Nous ne nous attarderons pas non plus sur les questions tarifaires, si ce n’est pour constater, ici comme pour d’autres points, que chacun fait désormais dans son coin ce qu’il veut sans que le ministère de la Culture puisse ou veuille harmoniser (« Cette stratégie délibérée a été décidée et déployée par les musées eux-mêmes, avec l’accord tacite du ministère de la culture qui n’a guère cherché à y jouer un rôle. » lit-on p. 156). Les prix d’entrée dans les grands musées nationaux ont explosé si on les compare à ceux de l’inflation. Incontestablement, les grands musées français sont très chers, même si on les compare avec leurs homologues internationaux ainsi que le montre le rapport de manière très claire (p. 163-164). C’est pourquoi une idée d’expérimentation proposée par la Cour des Comptes est particulièrement séduisante et devrait être menée dans un musée (pourquoi pas le Louvre ?), quitte à l’interrompre en cas de résultats négatifs. Il s’agirait d’essayer de mettre en œuvre la politique du Metropolitan Museum dont le prix d’entrée recommandé est de 20 dollars, les visiteurs pouvant en réalité payer ce qu’ils veulent, entre 0 et 20 dollars. D’après l’extrapolation effectuée par le rapport, pratiquer ainsi avec un tarif unique de 9,50 € devrait rapporter au Louvre autant qu’avec le système actuel.
En revanche, la mesure contestée (et contestable) de gratuité totale pour les 18-25 ans est jugée très sévèrement par la Cour des Comptes qui regrette des résultats incertains et un coût élevé dû à la compensation budgétaire versée.
En conclusion, et si l’on excepte l’obsession de la Cour des Comptes, inhérente à sa fonction, pour les économies, qui n’ont pas la même pertinence pour le champ culturel que dans d’autres domaines, ce rapport fait un constat assez juste, pose dans l’ensemble d’excellentes questions et propose de bonnes pistes de réflexion [5]. Il pourrait en revanche s’avérer dangereux si l’on n’en retenait que l’idée simpliste et fausse que les musées français auraient trop d’argent.
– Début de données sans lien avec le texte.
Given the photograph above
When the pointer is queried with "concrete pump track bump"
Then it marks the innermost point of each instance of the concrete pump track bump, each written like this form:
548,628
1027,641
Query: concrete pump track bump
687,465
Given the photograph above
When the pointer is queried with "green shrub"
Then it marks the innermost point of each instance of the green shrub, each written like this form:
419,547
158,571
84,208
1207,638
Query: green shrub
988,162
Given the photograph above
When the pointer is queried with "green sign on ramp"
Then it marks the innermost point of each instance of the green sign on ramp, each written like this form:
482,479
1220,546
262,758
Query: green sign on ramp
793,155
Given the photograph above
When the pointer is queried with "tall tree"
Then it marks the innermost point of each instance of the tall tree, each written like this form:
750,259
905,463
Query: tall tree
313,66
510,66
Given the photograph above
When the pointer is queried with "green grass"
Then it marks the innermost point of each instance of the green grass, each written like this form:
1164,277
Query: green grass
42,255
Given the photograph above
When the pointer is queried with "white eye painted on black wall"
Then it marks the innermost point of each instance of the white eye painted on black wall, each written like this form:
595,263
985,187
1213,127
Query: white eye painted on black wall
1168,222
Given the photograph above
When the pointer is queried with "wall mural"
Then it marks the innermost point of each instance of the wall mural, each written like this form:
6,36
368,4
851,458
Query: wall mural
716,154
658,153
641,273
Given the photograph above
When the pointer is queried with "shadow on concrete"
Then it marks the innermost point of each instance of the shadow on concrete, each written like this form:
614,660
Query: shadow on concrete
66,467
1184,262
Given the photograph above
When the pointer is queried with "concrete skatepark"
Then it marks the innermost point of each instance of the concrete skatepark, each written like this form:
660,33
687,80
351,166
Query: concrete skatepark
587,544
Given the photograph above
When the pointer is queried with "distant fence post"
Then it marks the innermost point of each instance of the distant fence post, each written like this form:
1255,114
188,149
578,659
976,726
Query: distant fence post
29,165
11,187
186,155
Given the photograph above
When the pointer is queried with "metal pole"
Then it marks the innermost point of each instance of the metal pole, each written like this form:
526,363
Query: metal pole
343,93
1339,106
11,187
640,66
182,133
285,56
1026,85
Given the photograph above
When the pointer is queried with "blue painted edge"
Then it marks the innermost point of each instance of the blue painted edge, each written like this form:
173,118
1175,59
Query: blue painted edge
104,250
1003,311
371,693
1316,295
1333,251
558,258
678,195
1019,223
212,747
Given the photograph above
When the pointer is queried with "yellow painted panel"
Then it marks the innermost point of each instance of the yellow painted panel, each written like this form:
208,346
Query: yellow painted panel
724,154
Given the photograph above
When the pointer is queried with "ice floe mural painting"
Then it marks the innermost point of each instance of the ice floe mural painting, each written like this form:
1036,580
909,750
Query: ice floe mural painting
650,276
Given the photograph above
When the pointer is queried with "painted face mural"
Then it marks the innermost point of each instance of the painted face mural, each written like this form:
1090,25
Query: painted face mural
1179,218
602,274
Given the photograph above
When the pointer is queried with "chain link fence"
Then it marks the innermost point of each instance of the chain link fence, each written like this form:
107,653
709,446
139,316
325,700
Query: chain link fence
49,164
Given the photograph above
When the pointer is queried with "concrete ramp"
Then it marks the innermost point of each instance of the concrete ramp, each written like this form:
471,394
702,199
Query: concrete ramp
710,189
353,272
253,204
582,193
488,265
Il devrait enfin amener à s’interroger : on nous dit sans arrêt que les conservateurs sont incapables de gérer les musées ce qui amène à les exclure toujours davantage des postes décisionnels [6]. Or, toutes les dérives dénoncées ici (absence de pilotage, dérive des coûts, incohérence des politiques…), sont constatées dans les établissements publics, dont la plupart sont dirigés par des énarques ou des administrateurs. Il y a fort à craindre, hélas, qu’on n’en tire aucune conséquence.